Posted by LP Hugo on March 11, 2017
https://asianfilmstrike.com/2017/03/11/the-village-of-no-return-2017-review/
KILLER’S ROMANCE (1990) review
1990 saw the release of two competing – and loose – adaptations of Kazuo Koike’s manga Crying Freeman, which had ended its serialized run two years earlier in Japan. Clarence Fok’s Dragon from Russia, a cartoonish mess with a terribly miscast Sam Hui in the title-role, came out three months after Philip Ko’s Killer’s Romance but nevertheless won the box-office battle, grossing more than three times as much as Ko’s film. But Killer’s Romance is the superior film.
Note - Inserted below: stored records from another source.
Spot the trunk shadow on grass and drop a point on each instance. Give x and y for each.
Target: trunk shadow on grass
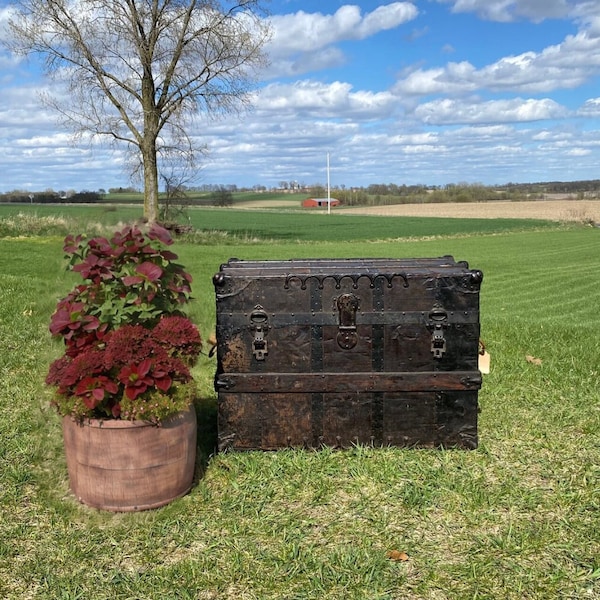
(206, 415)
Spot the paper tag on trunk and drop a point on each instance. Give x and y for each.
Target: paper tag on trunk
(484, 362)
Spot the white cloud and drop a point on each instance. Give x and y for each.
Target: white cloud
(560, 66)
(511, 10)
(516, 110)
(333, 100)
(302, 41)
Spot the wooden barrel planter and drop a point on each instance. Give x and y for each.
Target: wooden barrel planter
(125, 466)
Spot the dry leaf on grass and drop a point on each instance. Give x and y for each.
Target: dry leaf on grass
(533, 360)
(397, 555)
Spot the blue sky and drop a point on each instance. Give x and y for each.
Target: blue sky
(423, 92)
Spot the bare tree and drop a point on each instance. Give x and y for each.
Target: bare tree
(139, 70)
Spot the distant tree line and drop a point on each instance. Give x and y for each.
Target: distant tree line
(52, 197)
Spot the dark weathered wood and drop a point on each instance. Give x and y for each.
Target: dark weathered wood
(335, 352)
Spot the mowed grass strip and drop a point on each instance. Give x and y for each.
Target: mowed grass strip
(228, 226)
(517, 518)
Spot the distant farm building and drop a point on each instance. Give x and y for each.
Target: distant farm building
(319, 202)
In it, Simon Yam plays Nidaime, the son of a Japanese mobster who’s just been murdered by Chinese rivals (including Philip Ko, Lau Siu Ming and Jason Pai Piao). He rushes to London to get his revenge, but as he dispatching one of his targets, a young Chinese expatriate (Joey Wong) out to take photos witnesses him in the act. Now Nidaime must get rid of this loose end, but instead the killer and the witness fall in love. But soon it appears the killer has been double-crossed by his own side.